Since the joint damage cannot be reversed, understanding the risk factors of osteoarthritis is vital as many of them are preventable.
The main risk factor for osteoarthritis is age, and this is something which you cannot do anything about unfortunately! Although some people are diagnosed in their 20s, it is much more prevalent in the over-60s, with over a third of over-65s suffering with the condition.
The main reason for this is thought to be that as we age our bodies become more worn down, with over-use of our joints particularly. Our bone structures degenerate with time, and ligaments get stiff.
Although you can’t turn back the clock, staying active and taking part in regular exercise will keep your joints moving and less prone to some of the degeneration associated with osteoarthritis.
In older people, women are more likely to be diagnosed with osteoarthritis than men, particularly in the knees and hands. It’s not clear why this is the case, although some research shows that the menopause has an impact on women’s joints so could influence the onset of osteoarthritis.

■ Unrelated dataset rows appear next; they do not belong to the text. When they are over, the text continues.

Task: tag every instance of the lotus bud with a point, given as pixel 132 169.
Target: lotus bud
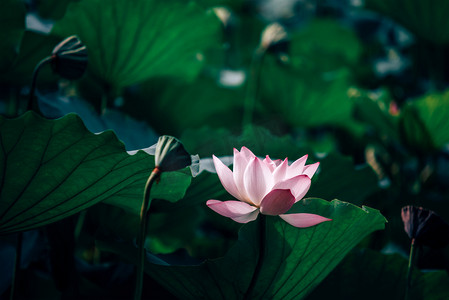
pixel 273 34
pixel 425 227
pixel 69 58
pixel 223 14
pixel 170 154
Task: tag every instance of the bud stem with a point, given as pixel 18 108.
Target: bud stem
pixel 154 176
pixel 253 86
pixel 410 269
pixel 262 244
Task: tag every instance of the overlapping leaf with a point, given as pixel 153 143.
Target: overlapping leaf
pixel 132 40
pixel 427 19
pixel 366 274
pixel 306 99
pixel 52 169
pixel 295 260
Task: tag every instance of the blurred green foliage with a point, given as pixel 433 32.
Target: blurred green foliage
pixel 352 89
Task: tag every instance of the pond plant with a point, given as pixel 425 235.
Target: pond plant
pixel 120 170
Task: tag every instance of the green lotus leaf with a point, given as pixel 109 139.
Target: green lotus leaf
pixel 51 169
pixel 306 98
pixel 384 276
pixel 423 123
pixel 132 40
pixel 12 18
pixel 427 19
pixel 295 261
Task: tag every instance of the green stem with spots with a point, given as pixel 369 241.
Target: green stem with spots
pixel 253 86
pixel 17 261
pixel 31 103
pixel 155 175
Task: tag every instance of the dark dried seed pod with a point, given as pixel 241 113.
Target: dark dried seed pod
pixel 69 58
pixel 170 154
pixel 425 227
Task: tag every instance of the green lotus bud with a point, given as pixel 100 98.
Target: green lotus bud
pixel 69 58
pixel 273 35
pixel 425 227
pixel 170 154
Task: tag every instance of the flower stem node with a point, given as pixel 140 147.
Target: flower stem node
pixel 170 154
pixel 425 227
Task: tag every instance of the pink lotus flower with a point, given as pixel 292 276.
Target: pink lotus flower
pixel 264 186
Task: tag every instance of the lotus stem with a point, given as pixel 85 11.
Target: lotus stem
pixel 411 258
pixel 39 66
pixel 17 261
pixel 253 86
pixel 154 176
pixel 257 269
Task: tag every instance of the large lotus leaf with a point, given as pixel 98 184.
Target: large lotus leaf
pixel 33 48
pixel 366 274
pixel 324 44
pixel 53 9
pixel 338 177
pixel 306 99
pixel 295 262
pixel 132 40
pixel 201 102
pixel 51 169
pixel 163 237
pixel 424 123
pixel 220 142
pixel 427 19
pixel 374 112
pixel 134 134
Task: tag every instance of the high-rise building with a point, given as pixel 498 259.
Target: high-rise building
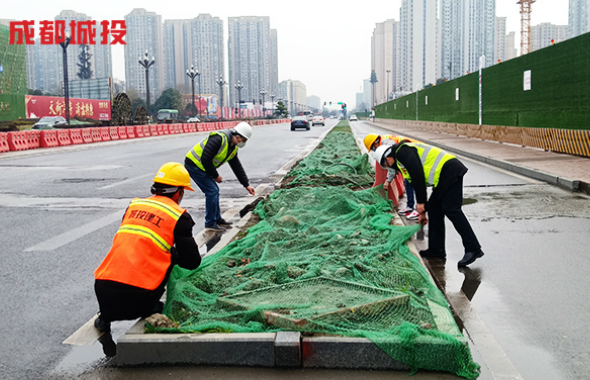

One of the preventable risk factors for osteoarthritis is obesity. If you are overweight then you are 4-5 times more likely to develop knee osteoarthritis due to the increased stress on the joints. Osteoarthritis is by far the most common form of arthritis and this is largely down to the rise in obesity.
As well as the extra weight placing additional strain on joints, the abundance of fat in the body accelerates damage to cartilages. Fatty tissue produces proteins which cause inflammation and damage to the joints.
Osteoarthritis progresses faster if you are carrying extra weight, particularly on weight-bearing joints such as knees, hips and the lower back. If you are just 10 pounds overweight then your knees are subject to between 15 and 50 extra pounds of pressure. Simple tasks such as walking up a flight of stairs or squatting down to pick something up place extra tension on knee and hip joints, which is magnified if you are overweight.
The good news is that the condition can be managed and joint health can improve by losing weight to put you within the normal range. Ideally your BMI should be between 18 and 25 and you can calculate what yours is using this tool from the CDC.
Losing weight has so many other physical and mental health benefits, but will have a particularly positive impact on your quality of life if you can reduce the symptoms and pain associated with osteoarthritis.
Joint Stress and Injuries
If you have injured a joint in the past, whether whilst exercising or as a result of an accident, then you are at an increased risk of osteoarthritis. Playing sports puts extra pressure on weight-bearing joints, and that kind of repetitive tension can lead to osteoarthritis.
Injuries which are linked to osteoarthritis include a torn or strained anterior cruciate ligament (ACL), a torn cartilage, ligament injuries and dislocated joints. Knee surgery also leads to an increased risk of developing osteoarthritis which may not surface until many years later.
Certain occupations are more likely to lead to osteoarthritis in later life too. Construction workers are at a greater risk due to their heavy lifting and use of vibrating tools such as jackhammers. Any jobs which include heavy manual labor are also affected such as lumber workers and farmers.
Teachers, nurses, hairdressers and other workers who are on their feet all day are prone to foot arthritis. Musicians, dancers and gymnasts have looser joints and the repetitive movements required by these roles mean that they are at a higher risk of injury and long term joint issues. Truck drivers who have poor posture are prone to back problems and manufacturing workers who do repetitive manual tasks can develop osteoarthritis.
If your job is one of those mentioned then it’s vital to learn good posture, correct handling techniques and ways to support joints to prevent damage. Osteoarthritis can be prevented or eased by simply taking plenty of breaks and breaking up the day with a range of tasks to avoid the same joints being burdened every time.
Unfortunately, one risk factor for osteoarthritis which cannot be prevented is if you have a family history of the disease. Genetic joint defects can cause osteoarthritis and you are more likely to develop the condition if your parents, siblings or grandparents suffered too.
Other Conditions Which Are a Higher Risk for Osteoarthritis
There are a number of other conditions which mean that you have a higher risk of developing osteoarthritis. These include rheumatoid arthritis, gout, diabetes, those with bone disorders or peripheral neuropathy.
Osteoarthritis is a very painful condition which in many cases can be prevented. Taking action now such as losing weight or adjusting your physical activity to protect your joints can help avoid problems in older age. If your occupation puts you at a higher risk it’s worth discussing ways of mitigating the effects on your body with your manager or health and safety officer. Remember, prevention is better than cure!